A tensão atual é um derivativo da travessia para mudanças impostas à geração de políticos como Lula, Dilma e Temer. Sobram evidências da marcha na transição do convívio coletivo com a impunidade do esbulho dos cofres públicos, em privilégio de poucas e ineficientes empresas, para uma sociedade disposta a premiar com recursos coletivos a iniciativa privada focada na subsistência da competição no mercado.
Nessa perspectiva, ganha relevância o “pedido de desculpas ao povo brasileiro” anunciado ontem pelo grupo Andrade Gutierrez: “Reconhecemos que erros graves foram cometidos e, ao contrário de negá-los, estamos assumindo-os publicamente. Entretanto, um pedido de desculpas, por si só, não basta: é preciso aprender com os erros praticados e, principalmente, atuar firmemente para que não voltem a ocorrer.”
Às três sílabas da palavra (“desculpas”), adicionou o compromisso de indenização de R$ 1 bilhão ao Estado. O valor equivale a US$ 272 milhões, pelo câmbio de ontem, e corresponde a 13,5% da receita líquida da empreiteira.
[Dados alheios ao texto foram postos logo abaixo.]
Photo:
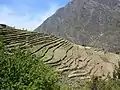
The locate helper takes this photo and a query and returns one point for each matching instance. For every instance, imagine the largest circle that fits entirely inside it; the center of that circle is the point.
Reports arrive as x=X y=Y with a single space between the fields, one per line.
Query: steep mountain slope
x=87 y=22
x=74 y=62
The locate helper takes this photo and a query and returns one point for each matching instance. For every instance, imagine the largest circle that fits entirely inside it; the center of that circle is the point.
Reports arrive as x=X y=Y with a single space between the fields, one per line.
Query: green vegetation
x=21 y=71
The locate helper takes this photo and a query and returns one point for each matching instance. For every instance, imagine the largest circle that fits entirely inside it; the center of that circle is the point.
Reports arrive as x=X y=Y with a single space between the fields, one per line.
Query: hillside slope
x=74 y=62
x=87 y=22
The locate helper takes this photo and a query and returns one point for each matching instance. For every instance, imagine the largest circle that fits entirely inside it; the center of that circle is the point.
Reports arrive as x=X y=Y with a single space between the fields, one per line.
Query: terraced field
x=74 y=62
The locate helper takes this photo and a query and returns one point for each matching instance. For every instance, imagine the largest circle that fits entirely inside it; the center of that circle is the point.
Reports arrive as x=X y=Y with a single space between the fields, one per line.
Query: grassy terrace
x=75 y=63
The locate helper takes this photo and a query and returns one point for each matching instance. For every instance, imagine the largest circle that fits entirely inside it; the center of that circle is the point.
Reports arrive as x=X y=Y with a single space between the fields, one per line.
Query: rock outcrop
x=74 y=62
x=87 y=22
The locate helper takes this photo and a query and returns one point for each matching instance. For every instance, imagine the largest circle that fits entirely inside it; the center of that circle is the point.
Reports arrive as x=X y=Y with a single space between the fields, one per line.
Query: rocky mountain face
x=75 y=63
x=87 y=22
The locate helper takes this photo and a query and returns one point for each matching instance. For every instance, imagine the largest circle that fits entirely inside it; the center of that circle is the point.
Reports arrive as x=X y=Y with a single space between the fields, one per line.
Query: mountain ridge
x=93 y=23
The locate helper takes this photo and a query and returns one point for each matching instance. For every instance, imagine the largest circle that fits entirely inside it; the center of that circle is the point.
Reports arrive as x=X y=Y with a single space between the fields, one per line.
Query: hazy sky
x=28 y=13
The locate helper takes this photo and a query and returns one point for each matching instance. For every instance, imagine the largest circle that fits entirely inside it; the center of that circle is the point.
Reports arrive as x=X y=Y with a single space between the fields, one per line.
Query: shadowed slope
x=93 y=23
x=74 y=62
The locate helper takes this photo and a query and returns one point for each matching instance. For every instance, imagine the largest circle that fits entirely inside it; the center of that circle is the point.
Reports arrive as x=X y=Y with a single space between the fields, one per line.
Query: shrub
x=22 y=71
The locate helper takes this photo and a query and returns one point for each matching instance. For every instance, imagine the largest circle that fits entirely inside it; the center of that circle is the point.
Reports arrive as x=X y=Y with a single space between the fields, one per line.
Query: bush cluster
x=21 y=71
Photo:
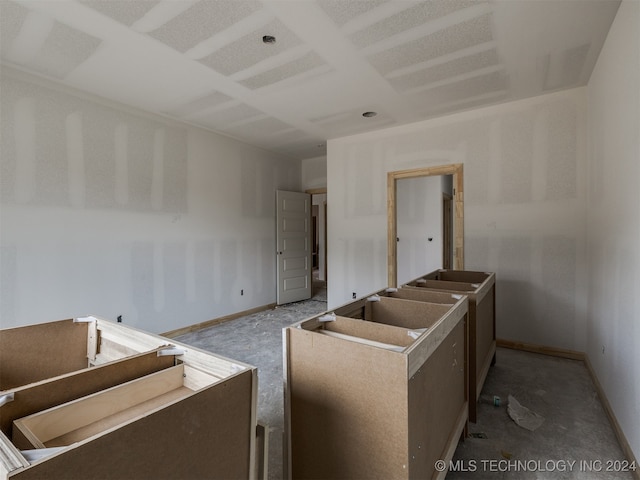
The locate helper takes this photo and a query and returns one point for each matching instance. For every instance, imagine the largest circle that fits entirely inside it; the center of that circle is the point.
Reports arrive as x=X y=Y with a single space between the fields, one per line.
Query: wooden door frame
x=392 y=222
x=321 y=191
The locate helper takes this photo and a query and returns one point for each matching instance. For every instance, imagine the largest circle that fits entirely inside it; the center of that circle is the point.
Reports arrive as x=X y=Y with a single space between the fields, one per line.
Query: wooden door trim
x=392 y=228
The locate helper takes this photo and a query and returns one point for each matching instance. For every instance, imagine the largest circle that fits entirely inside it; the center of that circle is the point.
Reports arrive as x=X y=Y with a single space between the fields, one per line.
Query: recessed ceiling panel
x=123 y=11
x=341 y=11
x=564 y=69
x=203 y=20
x=462 y=35
x=291 y=69
x=250 y=49
x=441 y=72
x=464 y=89
x=210 y=100
x=12 y=17
x=406 y=19
x=260 y=128
x=224 y=118
x=64 y=49
x=347 y=123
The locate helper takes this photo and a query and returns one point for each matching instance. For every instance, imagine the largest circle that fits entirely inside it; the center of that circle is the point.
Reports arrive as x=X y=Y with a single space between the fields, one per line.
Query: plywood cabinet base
x=135 y=407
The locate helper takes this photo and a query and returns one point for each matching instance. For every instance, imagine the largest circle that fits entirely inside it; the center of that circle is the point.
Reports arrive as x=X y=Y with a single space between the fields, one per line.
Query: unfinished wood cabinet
x=383 y=397
x=95 y=399
x=479 y=287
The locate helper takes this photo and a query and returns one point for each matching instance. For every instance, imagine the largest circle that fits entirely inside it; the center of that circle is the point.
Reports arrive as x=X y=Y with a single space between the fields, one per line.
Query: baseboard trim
x=574 y=355
x=216 y=321
x=624 y=444
x=533 y=348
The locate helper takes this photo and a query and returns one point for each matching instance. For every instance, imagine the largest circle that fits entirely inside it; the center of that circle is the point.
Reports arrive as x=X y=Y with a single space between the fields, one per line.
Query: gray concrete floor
x=257 y=340
x=575 y=429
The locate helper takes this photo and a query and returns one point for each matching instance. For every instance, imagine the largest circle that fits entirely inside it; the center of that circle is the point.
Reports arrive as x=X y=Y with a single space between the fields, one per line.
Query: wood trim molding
x=622 y=439
x=392 y=228
x=530 y=347
x=215 y=321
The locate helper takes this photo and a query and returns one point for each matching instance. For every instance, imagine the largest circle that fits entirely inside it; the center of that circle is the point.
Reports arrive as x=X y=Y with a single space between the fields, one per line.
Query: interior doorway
x=319 y=237
x=456 y=205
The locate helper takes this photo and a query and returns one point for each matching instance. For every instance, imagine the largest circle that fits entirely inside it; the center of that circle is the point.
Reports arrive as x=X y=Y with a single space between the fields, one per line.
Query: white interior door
x=293 y=243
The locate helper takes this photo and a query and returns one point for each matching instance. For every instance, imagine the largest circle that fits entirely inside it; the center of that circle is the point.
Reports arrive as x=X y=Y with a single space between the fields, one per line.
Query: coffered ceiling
x=205 y=62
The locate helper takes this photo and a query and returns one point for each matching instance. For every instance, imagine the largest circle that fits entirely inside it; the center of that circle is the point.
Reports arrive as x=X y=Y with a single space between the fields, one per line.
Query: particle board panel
x=357 y=410
x=205 y=428
x=25 y=354
x=479 y=287
x=422 y=295
x=437 y=399
x=406 y=313
x=64 y=388
x=348 y=409
x=202 y=436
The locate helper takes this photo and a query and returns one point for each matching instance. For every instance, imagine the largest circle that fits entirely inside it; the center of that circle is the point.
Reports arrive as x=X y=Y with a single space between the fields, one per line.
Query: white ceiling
x=204 y=61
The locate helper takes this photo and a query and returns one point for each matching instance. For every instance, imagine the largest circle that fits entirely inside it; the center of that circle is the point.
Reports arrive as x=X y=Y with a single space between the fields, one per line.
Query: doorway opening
x=456 y=204
x=319 y=240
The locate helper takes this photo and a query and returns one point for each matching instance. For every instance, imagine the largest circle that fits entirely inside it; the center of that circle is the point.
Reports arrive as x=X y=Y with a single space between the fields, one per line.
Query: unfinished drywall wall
x=613 y=314
x=111 y=211
x=524 y=179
Garante seu lugar entre as dez corporações globais mais penalizadas desde 2008, logo abaixo da francesa Techinp (US$ 338 milhões), acima da japonesa JGC (US$ 218 milhões) e da alemã Daimler (US$ 185 milhões).
Acionistas e executivos da Andrade Gutierrez fizeram a coisa certa, na trilha aberta pela concorrente Camargo Corrêa, primeira entre empreiteiras acusadas nos inquéritos sobre corrupção a aceitar um compromisso judicial para mudar de forma radical as relações com políticos, partidos e governos.
A Andrade Gutierrez diz acreditar que “a Operação Lava-Jato poderá servir como um catalisador para profundas mudanças culturais, que transformem o modo de fazer negócios no país”.
É ótima notícia num ambiente tumultuado por um governo que há muito perdeu a bússola e agora fenece por inanição política.